Celui qui n'était pas encore Jack Bauer tient d'ailleurs le rôle le plus important, celui de Nelson Wright, jeune étudiant en médecine qui tente de découvrir ce qu'il pourrait y avoir après la mort, s'il existe vraiment un au-delà (autre que celui de Clint Eastwood). Guidé par sa soif de savoir quasiment sans limites, Nelson va convaincre ses amis de l'aider à pratiquer une très périlleuse expérience (d'où le titre, hé oui !) : subir un arrêt cardiaque de 90 secondes avant d'être ramené à la vie à coup d'électrochocs par ses partenaires. Cette quête menée avec des gros sabots hollywoodiens, mais néanmoins toujours divertissante et passionnante, va les entraîner (et nous avec) dans une aventure qui les verra se mesurer à des forces face auxquelles ils seront totalement dépassés.

 

Qui c'est qu'on appelle ?

 

Les forces en question sont essentiellement des éléments du passé des personnages que ceux-ci ont tenté d'oublier ou de nier, mais qui vont être ravivés par leurs voyages aux frontières de l'au-delà et qui vont littéralement revenir hanter les protagonistes dans leur quotidien, obligeant chacun d'eux à faire face à sa culpabilité, ses remords, ses vices ou ses angoisses. Si elles s'avèrent parfois un poil trop attendues, ces séquences sont néanmoins toujours riches en émotions et ne tombent jamais ni dans l'excès de guimauve et le pathos écoeurant ni dans la frousse de pacotille ; Joel Schumacher étant plutôt doué pour affoler le trouillomètre des spectateurs à sa guise sans jamais recourir aux "jump scare" et autres artifices grossiers qui ont depuis longtemps envahi les films d'épouvante modernes.

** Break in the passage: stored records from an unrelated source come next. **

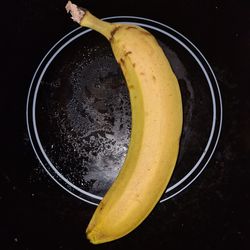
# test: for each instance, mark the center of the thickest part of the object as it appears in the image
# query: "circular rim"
(147, 23)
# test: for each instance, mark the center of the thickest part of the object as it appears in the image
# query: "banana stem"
(86, 19)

Cerise sur le gâteau, les acteurs se montrent plus qu'à la hauteur et nous livrent pour la plupart des performances solides voire bluffantes en ce qui concerne Julia Roberts et Kiefer Sutherland. La première cache à merveille ses failles derrière une carapace trop fragile pour résister aux assauts de ses souvenirs et se montre bouleversante comme elle l'a trop peu été depuis. Le second traverse le film avec une classe folle et une arrogance jubilatoire qui s'effriteront peu à peu à mesure que les fantômes de son passé viendront le torturer et l'obliger à chercher l'absolution dans le dernier acte épique du long-métrage.

 

Un univers flashy

 

Le film impressionne aussi visuellement. Les rares mais efficaces effets spéciaux n'ont pas pris une ride, les jeux de lumières sont un régal pour les yeux en plus de coller parfaitement à l'ambiance voulue et la caméra bouge de manière classieuse au diapason d'un film respirant et vantant une cool-attitude très sympa bien qu'un peu exagérée par moments... Au point de donner l'impression que certaines images semblent tout droit issues d'un clip de l'époque ou du Batman Forever que Schumacher réalisera cinq après.

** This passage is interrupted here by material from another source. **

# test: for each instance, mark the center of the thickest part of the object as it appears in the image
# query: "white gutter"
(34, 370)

Si le réalisme en prend parfois un coup (on se demande par exemple comment des étudiants en médecine peuvent se payer des appartements aussi classes), on s'en contrefiche plutôt pas mal tant le résultat à l'écran en jette (les décors sont à tomber) et contribue à inscrire encore plus le film dans le registre du fantastique. Toujours concernant l'ambiance, on peut évoquer rapidement la musique de James Newton Howard (le compositeur fétiche de M. Night Shyamalan) qui sans en faire des caisses joue parfaitement son rôle et participe à l'immersion du spectateur en soulignant efficacement l'émotion de certaines séquences.

 

Même si ses rebondissements sont un peu trop prévisibles et sa direction artistique parfois trop clinquante, L'Expérience interdite est un film d'excellente facture, tantôt émouvant tantôt angoissant, porté par un duo d'acteurs au top, une histoire passionnante, une réalisation efficace et des effets visuels superbes. A l'heure où Hollywood songe sérieusement à en faire un remake, vous feriez bien de le (re)voir pour en prendre plein les mirettes avant qu'il ne se fasse massacrer à son tour, comme tant d'autres petits et grands classiques avant lui.

 

 

< L'Expérience interdite (Titre original : Flatliners). Un film de Joel Schumacher avec Kiefer Sutherland, Julia Roberts, Kevin Bacon, William Baldwin et Oliver Platt. Sortie française : le 9 janvier 1991.

 

L'anecdote inutile donc indispensable : Kiefer Sutherland est l'acteur fétiche du réalisateur Joel Schumacher. Ils ont collaboré ensemble sur cinq long-métrages : Génération perdue, L'Expérience interdite, Le Droit de tuer ?, Phone Game et Twelve.